Sie schmetterte gerade aus voller Brust das Take me down... vom Refrain heraus, als plötzlich die Lichter ausgingen. Ocean's heart verstummte und im Publikum machte sich Unruhe breit. Es war stockfinster in der großen Halle.

Alea fuhr zu den anderen herum. „Was ist los!?" Sie hörte Schritte und sogleich tauchte Siskas Silhouette neben ihr auf.

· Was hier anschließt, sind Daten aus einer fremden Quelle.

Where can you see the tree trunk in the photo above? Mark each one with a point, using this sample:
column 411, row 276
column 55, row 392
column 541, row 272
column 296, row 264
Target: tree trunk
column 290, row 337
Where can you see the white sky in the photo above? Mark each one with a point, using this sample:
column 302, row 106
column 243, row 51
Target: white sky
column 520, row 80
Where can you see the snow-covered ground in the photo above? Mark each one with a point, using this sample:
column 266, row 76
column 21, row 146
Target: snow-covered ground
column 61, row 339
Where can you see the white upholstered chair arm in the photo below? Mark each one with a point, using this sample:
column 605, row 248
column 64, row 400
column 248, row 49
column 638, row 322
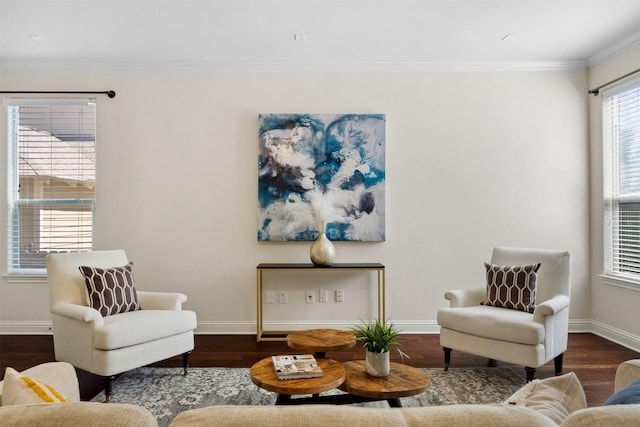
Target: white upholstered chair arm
column 550, row 307
column 466, row 297
column 77, row 312
column 161, row 300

„Darkoner!", brachte sie panisch hervor.

„Was!?" Lennox fluchte lautstark. „Wir müssen sofort verschwinden."

Siska nickte. „Ich hab die Stromzufuhr unterbrochen, aber lange kann es nicht dauern, bis die Lichter wieder angehen."

„Wie viele sind es?"

„Mindestens zwanzig", kam die Antwort nun aus einer anderen Richtung. Siska hatte sich in Bewegung gesetzt.

Laut sagte sie: „Wir gehen zu den Umkleiden!" Mit einer Reihe von Gesten bedeutete sie ihnen jedoch, in genau die andere Richtung zu gehen und ihr zu folgen. Alea wurde ganz flau im Magen, als sie so schnell wie möglich blind umhertappte, aber Siska war sich ihrer Sache sicher und konnte in der Dunkelheit wohl auch mehr sehen.

Sie passierten einen schmalen Korridor und stießen nach einer Weile auf eine Tür, die sie nach draußen brachte. Siska und Lennox scannten augenblicklich die Umgebung ab, aber kein Darkoner war zu sehen. „Zum Auto", sagte Lennox knapp und schulterte seine Gitarre. Im nächsten Moment wurde Alea siedend heiß bewusst, dass sie ihre Gläser hatte stehen lassen. Aber sie verdrängte den Gedanken und folgte Lennox durch die Gassen Roms.

Plötzlich hörte Alea eine Stimme in ihrem Kopf. „Alea!"

Sie stolperte beinahe über einen Bordstein, aber Ben hielt sie gerade so fest und Alea rappelte sich auf. „Alea, kannst du mich jetzt hören?"

Thea hatte endlich wieder Kontakt zu ihr aufgenommen.